Sunday, August 18, 2013

Kujitegemea (Depending on One’s Self): Igoda Children’s Village Update

We have been overwhelmed by a reoccurring theme to start the month of August here in Mufindi.
Igoda Children's Village August 2013

Already this year we have felt that a tide is turning in terms of dealing with the HIV pandemic in this community. The area has risen out of the crisis management period, and has begun a recovery phase. For example, families have come to Igoda Children’s Village over the past few months to welcome their children back to their homes in the village, as they have built their lives up out of poverty, and can care for their children once more. The Igoda Children’s Village was opened on July 7th, 2007 with the goal in mind to take in the children most in need of basic care, who would be using the center as a last resort for shelter and food. Two of the four children that arrived that day were Remijio and Moses.
Moses (middle right) arrived at the Igoda Children's Village on July 7th, 2007
along with Willi (bottom right), Issa (bottom left) and Remijio (top left)
They are now 19, and 17 years old respectively, and at the start of August this year, they both moved back to their families in Igoda village. They are going back to a home situation that is dramatically better developed than from when they joined the Children’s Village, but they will also help with home responsibilities as they go through their secondary schooling. They will both be working on the weekends through the NGO to pay for their secondary school fees, and school needs. They both have been helping with the weekly community outreach visits the children from the Igoda Children’s Village have been making to help the elderly and other vulnerable groups in the area. They will continue to join the weekend groups on these visits to continue to give back to their community.

Matrilda is heading home to live with
 her mother after living the past
 three years at Igoda Children's Village
Matrilda, 16, also returned home this week to join her Mother who is planning on building a new house near Matrilda’s Secondary school so she can be close to school. Matrilda will also be joining the groups going into the villages for community outreach, and she too will be working with the NGO on weekends to put herself through school. She came to the Children’s Village from a difficult home situation, but has gone through a transformation at the Children’s Village. Matrilda’s Mother is now ready to welcome her child home again, and even though she is now a single Mother, she has built a strong relationship with the NGO, and the partnership will continue with Matrilda’s best interests considered. Matrilda has done very well in school this year, and wants to continue her secondary schooling, and is excited to help her Mother start a new home for themselves in the process.

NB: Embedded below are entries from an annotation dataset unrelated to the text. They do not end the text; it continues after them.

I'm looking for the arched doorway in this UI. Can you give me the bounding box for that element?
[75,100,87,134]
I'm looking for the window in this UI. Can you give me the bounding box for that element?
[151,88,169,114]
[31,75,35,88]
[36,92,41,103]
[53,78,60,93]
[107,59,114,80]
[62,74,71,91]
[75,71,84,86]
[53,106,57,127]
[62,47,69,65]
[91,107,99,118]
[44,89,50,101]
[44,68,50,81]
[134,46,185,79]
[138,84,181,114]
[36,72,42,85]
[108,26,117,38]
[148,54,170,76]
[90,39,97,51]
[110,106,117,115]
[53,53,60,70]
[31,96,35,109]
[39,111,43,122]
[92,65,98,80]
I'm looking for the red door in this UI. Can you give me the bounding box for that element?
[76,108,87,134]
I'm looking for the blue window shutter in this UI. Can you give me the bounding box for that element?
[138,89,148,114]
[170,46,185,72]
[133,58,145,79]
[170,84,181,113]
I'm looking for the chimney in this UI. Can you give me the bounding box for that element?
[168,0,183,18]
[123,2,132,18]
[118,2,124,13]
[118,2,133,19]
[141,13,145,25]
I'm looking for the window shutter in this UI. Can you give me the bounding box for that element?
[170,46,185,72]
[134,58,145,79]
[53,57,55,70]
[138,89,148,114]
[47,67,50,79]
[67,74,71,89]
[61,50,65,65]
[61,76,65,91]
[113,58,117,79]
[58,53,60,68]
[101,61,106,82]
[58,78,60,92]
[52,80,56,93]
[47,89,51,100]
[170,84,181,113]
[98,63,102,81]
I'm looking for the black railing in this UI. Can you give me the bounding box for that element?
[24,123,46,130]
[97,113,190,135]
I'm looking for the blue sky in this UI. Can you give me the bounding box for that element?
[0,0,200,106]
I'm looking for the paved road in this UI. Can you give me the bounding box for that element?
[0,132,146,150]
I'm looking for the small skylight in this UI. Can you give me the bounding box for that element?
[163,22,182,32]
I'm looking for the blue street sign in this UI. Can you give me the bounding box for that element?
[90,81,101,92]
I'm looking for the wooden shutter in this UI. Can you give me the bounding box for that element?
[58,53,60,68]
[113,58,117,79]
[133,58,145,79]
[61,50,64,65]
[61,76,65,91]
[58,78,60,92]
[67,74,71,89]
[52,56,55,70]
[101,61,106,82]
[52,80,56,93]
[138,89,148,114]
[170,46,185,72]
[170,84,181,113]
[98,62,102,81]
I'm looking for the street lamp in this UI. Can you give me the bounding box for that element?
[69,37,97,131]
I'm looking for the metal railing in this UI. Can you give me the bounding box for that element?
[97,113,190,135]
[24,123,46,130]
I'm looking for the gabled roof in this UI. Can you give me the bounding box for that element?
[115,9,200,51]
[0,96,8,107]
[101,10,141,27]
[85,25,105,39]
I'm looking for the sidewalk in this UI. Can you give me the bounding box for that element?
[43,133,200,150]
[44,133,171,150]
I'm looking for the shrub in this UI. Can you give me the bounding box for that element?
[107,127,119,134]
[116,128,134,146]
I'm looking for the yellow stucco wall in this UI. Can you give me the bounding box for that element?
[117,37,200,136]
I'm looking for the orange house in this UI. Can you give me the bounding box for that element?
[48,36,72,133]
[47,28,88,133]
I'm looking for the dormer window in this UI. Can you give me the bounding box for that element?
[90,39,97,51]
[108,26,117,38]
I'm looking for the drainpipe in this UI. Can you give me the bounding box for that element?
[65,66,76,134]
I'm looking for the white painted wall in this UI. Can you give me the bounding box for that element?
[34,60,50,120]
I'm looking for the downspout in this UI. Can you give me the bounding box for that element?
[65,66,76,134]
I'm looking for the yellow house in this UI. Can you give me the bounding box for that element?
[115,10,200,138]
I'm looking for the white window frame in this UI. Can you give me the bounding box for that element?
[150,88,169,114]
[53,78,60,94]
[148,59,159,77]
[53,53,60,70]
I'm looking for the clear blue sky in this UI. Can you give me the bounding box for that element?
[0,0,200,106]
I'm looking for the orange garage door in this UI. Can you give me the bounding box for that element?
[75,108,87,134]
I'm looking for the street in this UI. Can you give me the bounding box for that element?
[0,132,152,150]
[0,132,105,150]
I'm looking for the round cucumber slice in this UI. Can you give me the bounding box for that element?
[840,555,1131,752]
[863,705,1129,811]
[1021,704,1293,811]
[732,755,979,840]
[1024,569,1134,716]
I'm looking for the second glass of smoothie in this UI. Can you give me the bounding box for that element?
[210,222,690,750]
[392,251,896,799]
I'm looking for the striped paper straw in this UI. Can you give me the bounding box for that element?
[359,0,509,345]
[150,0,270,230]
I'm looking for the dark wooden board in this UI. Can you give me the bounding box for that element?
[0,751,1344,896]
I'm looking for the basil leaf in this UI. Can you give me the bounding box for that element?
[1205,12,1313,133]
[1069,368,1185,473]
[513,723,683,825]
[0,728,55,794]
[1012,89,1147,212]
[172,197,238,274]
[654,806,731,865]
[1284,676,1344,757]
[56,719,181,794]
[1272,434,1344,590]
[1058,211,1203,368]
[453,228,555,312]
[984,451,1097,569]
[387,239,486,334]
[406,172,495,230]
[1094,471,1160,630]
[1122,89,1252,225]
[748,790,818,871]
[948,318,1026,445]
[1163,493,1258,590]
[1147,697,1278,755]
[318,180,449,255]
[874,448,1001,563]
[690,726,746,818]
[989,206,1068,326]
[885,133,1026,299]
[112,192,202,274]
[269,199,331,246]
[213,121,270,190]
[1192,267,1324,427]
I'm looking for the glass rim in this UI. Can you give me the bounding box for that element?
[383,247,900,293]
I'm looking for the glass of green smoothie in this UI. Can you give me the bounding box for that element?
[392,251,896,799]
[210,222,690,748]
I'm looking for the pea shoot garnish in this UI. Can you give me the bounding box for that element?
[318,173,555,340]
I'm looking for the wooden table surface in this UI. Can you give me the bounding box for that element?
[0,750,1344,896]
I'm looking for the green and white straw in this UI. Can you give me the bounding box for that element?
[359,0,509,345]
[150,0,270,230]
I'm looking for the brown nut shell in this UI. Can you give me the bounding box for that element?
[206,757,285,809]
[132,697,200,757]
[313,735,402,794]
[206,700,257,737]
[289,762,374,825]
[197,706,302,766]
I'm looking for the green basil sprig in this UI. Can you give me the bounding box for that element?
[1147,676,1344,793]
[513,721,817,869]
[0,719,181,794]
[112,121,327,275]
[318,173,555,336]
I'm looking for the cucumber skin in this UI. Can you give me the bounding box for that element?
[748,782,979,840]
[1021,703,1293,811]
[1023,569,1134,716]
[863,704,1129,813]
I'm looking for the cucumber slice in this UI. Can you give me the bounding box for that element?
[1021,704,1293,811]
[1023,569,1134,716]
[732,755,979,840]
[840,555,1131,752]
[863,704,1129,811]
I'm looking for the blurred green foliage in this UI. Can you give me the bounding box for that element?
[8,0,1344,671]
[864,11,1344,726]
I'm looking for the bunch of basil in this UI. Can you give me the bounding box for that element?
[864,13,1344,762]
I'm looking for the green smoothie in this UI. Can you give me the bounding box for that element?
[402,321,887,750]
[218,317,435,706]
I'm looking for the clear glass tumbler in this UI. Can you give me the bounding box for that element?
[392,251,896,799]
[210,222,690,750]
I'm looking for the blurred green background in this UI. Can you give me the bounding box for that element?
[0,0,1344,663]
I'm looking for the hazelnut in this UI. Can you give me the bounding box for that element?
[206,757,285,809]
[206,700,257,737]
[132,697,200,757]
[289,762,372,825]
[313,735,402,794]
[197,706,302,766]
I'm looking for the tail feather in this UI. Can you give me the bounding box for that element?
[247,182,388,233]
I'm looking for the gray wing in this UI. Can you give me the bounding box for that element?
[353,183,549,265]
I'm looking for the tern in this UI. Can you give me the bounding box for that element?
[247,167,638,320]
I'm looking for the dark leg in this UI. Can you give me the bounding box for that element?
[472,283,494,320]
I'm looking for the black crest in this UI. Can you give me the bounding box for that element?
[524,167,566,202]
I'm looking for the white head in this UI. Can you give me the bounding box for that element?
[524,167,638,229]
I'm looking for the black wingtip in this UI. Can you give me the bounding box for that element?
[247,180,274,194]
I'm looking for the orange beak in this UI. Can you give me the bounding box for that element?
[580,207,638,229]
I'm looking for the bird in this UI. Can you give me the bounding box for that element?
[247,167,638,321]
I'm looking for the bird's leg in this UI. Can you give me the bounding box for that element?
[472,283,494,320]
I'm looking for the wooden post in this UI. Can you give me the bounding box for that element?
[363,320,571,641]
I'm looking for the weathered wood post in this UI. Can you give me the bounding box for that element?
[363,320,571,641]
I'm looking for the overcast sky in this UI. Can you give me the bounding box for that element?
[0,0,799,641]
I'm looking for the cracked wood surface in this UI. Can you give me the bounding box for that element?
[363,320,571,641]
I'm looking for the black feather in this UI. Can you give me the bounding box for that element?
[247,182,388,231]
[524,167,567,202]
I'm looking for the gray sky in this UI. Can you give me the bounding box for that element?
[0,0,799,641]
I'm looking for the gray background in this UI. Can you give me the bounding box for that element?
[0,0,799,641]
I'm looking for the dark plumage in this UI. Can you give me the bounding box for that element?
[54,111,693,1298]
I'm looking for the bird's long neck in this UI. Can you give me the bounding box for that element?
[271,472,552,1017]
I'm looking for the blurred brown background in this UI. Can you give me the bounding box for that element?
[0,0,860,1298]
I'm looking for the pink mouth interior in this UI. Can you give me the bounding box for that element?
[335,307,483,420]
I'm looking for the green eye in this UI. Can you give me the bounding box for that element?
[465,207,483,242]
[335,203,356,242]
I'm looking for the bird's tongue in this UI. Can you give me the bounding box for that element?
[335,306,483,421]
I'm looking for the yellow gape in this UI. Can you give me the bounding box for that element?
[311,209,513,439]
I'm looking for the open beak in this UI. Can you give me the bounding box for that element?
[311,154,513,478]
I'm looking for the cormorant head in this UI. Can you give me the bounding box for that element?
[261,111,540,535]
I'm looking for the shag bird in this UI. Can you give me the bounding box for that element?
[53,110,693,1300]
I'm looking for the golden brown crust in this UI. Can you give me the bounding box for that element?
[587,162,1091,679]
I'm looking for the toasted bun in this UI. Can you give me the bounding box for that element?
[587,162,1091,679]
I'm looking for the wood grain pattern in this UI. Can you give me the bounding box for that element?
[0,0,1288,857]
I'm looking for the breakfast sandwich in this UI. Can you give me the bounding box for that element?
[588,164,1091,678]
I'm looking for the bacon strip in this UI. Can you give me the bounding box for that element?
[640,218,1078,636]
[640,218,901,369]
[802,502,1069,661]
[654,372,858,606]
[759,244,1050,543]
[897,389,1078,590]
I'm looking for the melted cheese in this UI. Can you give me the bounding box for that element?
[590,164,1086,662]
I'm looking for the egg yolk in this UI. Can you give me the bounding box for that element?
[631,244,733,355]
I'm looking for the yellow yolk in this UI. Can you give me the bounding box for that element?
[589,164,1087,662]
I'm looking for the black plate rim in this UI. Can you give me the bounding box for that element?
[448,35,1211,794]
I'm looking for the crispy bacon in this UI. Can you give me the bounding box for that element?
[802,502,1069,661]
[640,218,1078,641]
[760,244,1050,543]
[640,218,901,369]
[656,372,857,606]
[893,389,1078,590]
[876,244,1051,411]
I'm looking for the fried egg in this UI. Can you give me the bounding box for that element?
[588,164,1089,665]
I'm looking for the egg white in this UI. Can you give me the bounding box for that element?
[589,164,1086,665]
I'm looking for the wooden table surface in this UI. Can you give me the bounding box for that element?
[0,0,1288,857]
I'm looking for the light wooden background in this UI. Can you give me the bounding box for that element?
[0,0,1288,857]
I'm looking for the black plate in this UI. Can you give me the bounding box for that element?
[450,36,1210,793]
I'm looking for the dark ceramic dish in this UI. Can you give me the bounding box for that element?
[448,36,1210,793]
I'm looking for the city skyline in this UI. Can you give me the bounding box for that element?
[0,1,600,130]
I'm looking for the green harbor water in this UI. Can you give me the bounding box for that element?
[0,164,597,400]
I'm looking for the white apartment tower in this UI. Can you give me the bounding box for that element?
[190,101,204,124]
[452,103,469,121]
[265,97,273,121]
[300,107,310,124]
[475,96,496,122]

Over the past 5 or 6 years, the need from the community has changed in light of the diminishing effects the HIV pandemic has had on the area. The great progress the NGO has made in terms of access to HIV treatment, and awareness education has brought down stigma, and has no doubt played a huge part in the positive development of the community as a whole. The Igoda Children’s Village has evolved with these changes, as initially it was a last resort shelter for children with nowhere else to go, and no family to care for them, but is now seen as a more comprehensive community resource. The community slowly has had less of a pressing need for a fully-assisted comprehensive care for its most vulnerable children. As this need evolves with the ability of the community to care for its children, a bevy of great services have been provided to the community by the Children’s Village, including a kindergarten, and soon a nursery school and health clinic. The total number of children at Igoda Children’s Village is now 71, down from 80 at the start of this year. The community is growing more and more able to care for all of its children in the village, which we see as a huge sign of progress during this recovery phase for the families of Mufindi.